Plot the raw series. Look for trend, changing variance, and obvious seasonality. This tells you what transformations to expect, not which ones to apply.
Apply a variance-stabilizing transform if the spread of the series grows over time. Log is the default choice for positive data with multiplicative seasonality.
Run ADF and KPSS on the (possibly transformed) series. If ADF fails to reject (large p-value) and KPSS rejects (small p-value), proceed to differencing.
Difference once. For seasonal data with period s, combine first differencing and seasonal differencing: diff(series, 1) then diff(result, s) — or diff(series, s) first if the seasonal component is dominant.
Re-run ADF and KPSS on the differenced series. Both should now confirm stationarity. If not, difference again, but verify you are not over-differencing.
Fit the ARIMA on the stationary series. Choose p from the PACF, q from the ACF. Evaluate on a held-out window using MAE or RMSE. When generating predictions, invert all transforms in the reverse order of application — difference inversion first, then Box-Cox or log inversion.

from statsmodels.tsa.arima.model import ARIMA

model = ARIMA(series_stationary, order=(p, 0, q))
result = model.fit()
forecast_diff = result.forecast(steps=12)

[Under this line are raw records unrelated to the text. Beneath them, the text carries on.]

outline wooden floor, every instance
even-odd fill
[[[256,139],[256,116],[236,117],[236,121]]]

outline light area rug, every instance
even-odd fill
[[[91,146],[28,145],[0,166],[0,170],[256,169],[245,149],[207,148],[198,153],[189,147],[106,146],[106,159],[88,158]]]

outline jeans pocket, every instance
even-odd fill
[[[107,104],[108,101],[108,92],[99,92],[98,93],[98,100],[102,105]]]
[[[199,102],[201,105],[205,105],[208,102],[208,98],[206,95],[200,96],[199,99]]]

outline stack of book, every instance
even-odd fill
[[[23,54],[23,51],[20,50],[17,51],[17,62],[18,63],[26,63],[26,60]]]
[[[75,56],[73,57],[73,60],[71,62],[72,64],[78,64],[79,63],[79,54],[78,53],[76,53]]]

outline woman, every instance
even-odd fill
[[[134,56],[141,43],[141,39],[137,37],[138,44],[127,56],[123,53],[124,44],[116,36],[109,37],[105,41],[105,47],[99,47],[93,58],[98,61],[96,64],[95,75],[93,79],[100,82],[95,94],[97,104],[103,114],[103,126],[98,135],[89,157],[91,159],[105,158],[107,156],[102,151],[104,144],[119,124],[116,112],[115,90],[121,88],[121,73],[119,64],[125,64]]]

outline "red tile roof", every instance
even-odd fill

# Invert differencing: cumulative sum from last known value
last_val = series_original.iloc[-1]
forecast_original = last_val + forecast_diff.cumsum()

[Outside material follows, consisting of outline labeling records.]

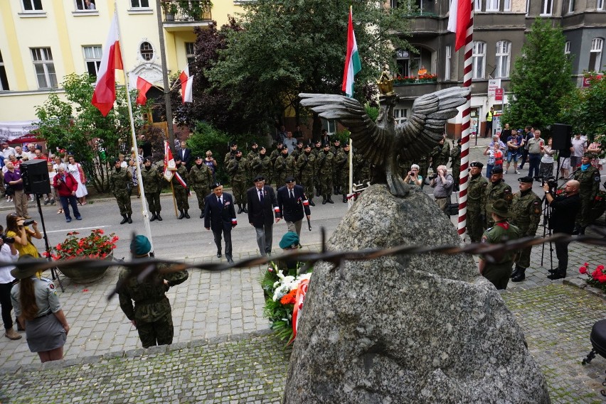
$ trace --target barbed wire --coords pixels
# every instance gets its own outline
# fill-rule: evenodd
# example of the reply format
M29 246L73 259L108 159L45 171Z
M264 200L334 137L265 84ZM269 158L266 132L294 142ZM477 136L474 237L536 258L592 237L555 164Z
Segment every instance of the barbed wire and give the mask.
M596 236L573 236L558 233L547 237L524 237L511 241L489 244L472 243L465 245L445 244L442 246L417 246L403 244L387 249L366 249L358 251L333 251L326 249L326 231L321 228L321 244L320 251L305 250L289 250L289 252L275 256L257 256L241 260L234 263L223 262L201 262L199 263L186 263L176 260L159 259L156 258L134 258L130 261L115 260L110 266L122 266L131 268L130 276L116 287L108 295L110 300L119 290L122 285L128 281L130 277L137 276L137 280L142 281L154 273L161 274L171 273L186 269L199 269L208 271L221 271L231 268L244 268L267 265L270 262L283 263L293 261L307 263L310 266L319 261L330 263L333 265L331 271L335 271L344 261L367 261L386 256L404 256L413 254L440 253L446 255L472 254L482 255L488 262L499 262L509 251L519 251L526 247L538 246L547 243L567 242L583 243L594 246L606 246L606 230L599 227L591 229L598 234ZM133 235L134 237L134 235ZM51 261L41 259L24 259L16 262L0 261L0 266L16 266L20 268L35 268L43 271L51 268L77 268L80 269L97 268L108 266L105 260L93 258L74 258L65 261Z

Notice d=0 in the ARIMA call above — the differencing was done manually before fitting so that the inversion logic is explicit and auditable. Some practitioners let ARIMA handle differencing internally (d=1); statsmodels does support this, but separating the steps makes the inversion harder to inspect.

Frequently asked questions

Does stationarity mean the series looks flat?

Not quite. A stationary series can oscillate, spike, and autocorrelate — it just cannot drift systematically upward or downward, and its variance cannot grow or shrink over time. White noise is trivially stationary. A mean-reverting oscillation is stationary. A slow upward drift is not.

What if ADF and KPSS disagree?

Disagreement (ADF rejects but KPSS also rejects, or neither rejects) usually signals a near-unit-root situation, a structural break, or a short sample. Inspect the series visually and check for level shifts. With a structural break present, consider segmenting the series or using a model that accommodates breaks rather than forcing a single differencing order.

Can I use differencing on any frequency of data — daily, weekly, monthly?

Yes. The lag used for seasonal differencing should match the periodicity of the dominant seasonal cycle: s=7 for day-of-week patterns in daily data, s=12 for month-of-year patterns in monthly data, s=4 for quarterly data. Multiple seasonal periods (daily data with both weekly and annual patterns) require more sophisticated approaches such as TBATS or STL decomposition before ARIMA fitting.

Does ARIMA handle all forms of non-stationarity?

ARIMA handles stochastic trends (unit roots) and deterministic polynomial trends through differencing. It does not handle explosive processes (variance growing without bound faster than a random walk), long-memory processes (where autocorrelations decay very slowly), or heteroscedastic variance that changes over time — for the last, ARCH/GARCH models are the standard tool. Always match the model class to the actual structure in the data.